Soukaina Chapi

La curiosité est une valeur qui nous mène vers ce que l’on ne connaît pas, mais aussi vers quelque chose de mystérieux, d’inhabituel ou de surprenant.
L’étranger est un mot qui est chargé de cette valeur, de cette ouverture qui met en lumière une différence. Cette différence nous enseigne beaucoup sur nous-mêmes. Lorsque je place ce terme dans le cadre de l’entreprise qu’est Meetic il recouvre encore d’autres dimensions. Meetic est une entreprise française, mais aussi européenne avec un rayonnement jusqu’en Afrique du Nord donc il va de soi que nos horizons sont élargis.
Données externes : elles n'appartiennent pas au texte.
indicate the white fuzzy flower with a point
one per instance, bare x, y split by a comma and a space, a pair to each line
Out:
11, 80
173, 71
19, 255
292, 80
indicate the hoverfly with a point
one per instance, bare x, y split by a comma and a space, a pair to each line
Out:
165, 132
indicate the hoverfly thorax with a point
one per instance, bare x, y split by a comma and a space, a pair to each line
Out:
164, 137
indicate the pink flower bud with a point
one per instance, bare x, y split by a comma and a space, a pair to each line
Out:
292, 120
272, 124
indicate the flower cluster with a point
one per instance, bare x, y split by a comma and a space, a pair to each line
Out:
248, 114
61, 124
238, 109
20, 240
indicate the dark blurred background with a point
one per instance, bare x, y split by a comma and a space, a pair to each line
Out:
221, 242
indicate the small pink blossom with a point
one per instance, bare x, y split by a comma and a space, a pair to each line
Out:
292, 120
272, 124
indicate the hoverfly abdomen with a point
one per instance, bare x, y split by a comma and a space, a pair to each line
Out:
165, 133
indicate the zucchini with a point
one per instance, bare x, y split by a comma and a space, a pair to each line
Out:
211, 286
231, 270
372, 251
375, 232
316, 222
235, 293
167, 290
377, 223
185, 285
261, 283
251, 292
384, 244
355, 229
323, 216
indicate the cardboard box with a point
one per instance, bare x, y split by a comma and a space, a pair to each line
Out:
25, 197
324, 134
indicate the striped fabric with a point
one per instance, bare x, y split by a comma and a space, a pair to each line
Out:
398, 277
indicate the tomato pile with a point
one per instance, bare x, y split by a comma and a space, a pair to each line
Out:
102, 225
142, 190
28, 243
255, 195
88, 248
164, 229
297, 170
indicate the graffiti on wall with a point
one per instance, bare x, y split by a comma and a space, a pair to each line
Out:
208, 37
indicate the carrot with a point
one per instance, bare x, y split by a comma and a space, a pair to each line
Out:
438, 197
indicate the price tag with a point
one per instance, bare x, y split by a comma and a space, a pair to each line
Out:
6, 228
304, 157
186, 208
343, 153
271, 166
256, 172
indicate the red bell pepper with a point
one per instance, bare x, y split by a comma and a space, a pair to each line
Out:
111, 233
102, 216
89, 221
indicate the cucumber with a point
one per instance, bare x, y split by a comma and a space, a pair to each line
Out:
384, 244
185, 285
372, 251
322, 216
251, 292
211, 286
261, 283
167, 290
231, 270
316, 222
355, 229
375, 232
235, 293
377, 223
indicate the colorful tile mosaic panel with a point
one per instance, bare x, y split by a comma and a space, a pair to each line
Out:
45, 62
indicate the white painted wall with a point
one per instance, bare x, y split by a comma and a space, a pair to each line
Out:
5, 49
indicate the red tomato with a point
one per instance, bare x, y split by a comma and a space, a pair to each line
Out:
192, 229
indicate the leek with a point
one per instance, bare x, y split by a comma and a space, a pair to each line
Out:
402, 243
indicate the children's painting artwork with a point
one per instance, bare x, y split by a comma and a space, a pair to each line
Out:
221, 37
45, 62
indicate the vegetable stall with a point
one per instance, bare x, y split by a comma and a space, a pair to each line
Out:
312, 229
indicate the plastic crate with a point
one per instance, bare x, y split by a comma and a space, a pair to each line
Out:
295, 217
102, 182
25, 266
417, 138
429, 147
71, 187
C’est une réalité aussi en interne : je suis attaché à recruter des collaborateurs·rice·s de culture étrangère parce qu’il nous faut rendre compte de manière juste des spécificités sociétales des pays dans lesquels nous sommes implantés.
L’essentiel des équipes est basé à Paris avec 15 à 20 % de personnes qui ne sont pas de culture française. D’un point de vue strictement entrepreneurial, c’est aussi une question d’opportunités. Notre métier consiste à permettre aux gens à se rencontrer, pour cela, je place la notion de curiosité au centre de ma réflexion. Le concept d’étranger embrasse la question de l’effort d’aller vers l’autre, la curiosité pour l’autre : c’est l’essence même de la rencontre.
Pour ce qui est de la rencontre amoureuse, sa richesse réside dans les petites différences de chacun. Ce que nous enseigne notre métier c’est que ce n’est pas de l’évidence que naît l’alchimie. L’apport social des applications de rencontre depuis vingt ans permet d’aller au-delà de son milieu immédiat pour espérer que la rencontre soit plus riche et la leçon est que, le plus souvent, nos différences nous rassemblent.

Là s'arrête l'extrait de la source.